# Utensil Carving Help



## MicahG (Aug 13, 2015)

Hi All!
I just started trying to make utensils from fallen maple logs. So far, I've just been doing spatulas. I've found that there are some tasks which I don't have the right tool for. I have an old hatchet, a carving knife, a couple cheap hand saws, a file, and some sandpaper. Right now, I'm working on a spatula blank, but it's way too thick (about three quarters of an inch). The file is too slow, and the knife isn't up to the task, but the blank is too thick to use a saw on. What tools can I add to my collection to help with tasks like this?
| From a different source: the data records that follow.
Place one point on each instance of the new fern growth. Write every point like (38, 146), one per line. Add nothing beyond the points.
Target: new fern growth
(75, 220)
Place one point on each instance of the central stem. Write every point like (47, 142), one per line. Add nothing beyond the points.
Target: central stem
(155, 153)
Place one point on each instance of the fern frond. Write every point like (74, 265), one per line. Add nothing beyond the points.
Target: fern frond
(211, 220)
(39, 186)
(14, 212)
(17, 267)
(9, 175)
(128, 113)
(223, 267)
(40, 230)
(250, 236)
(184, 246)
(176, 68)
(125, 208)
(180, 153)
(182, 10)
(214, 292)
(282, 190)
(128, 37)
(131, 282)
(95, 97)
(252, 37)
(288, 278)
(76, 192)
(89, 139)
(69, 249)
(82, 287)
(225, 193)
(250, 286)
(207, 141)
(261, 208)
Would a fine rasp be the right tool for the job? I'm patient and don't mind using hand tools, and I'm a student, so I'd prefer not to buy really expensive stuff. I know I'll have to get some sort of spoon knife eventually to move on from spatulas.
Thanks for any advice!
Micah


----------



## BurlyBob (Mar 13, 2012)

Try a sharp spoke shave. Possibly a Stanley 51 or 151.


----------



## MicahG (Aug 13, 2015)

Thanks for the recommendation. Will that work well on hardwood? Also, what will I need for sharpening? I already have some whetstones I use for knives.


----------



## pmayer (Jan 3, 2010)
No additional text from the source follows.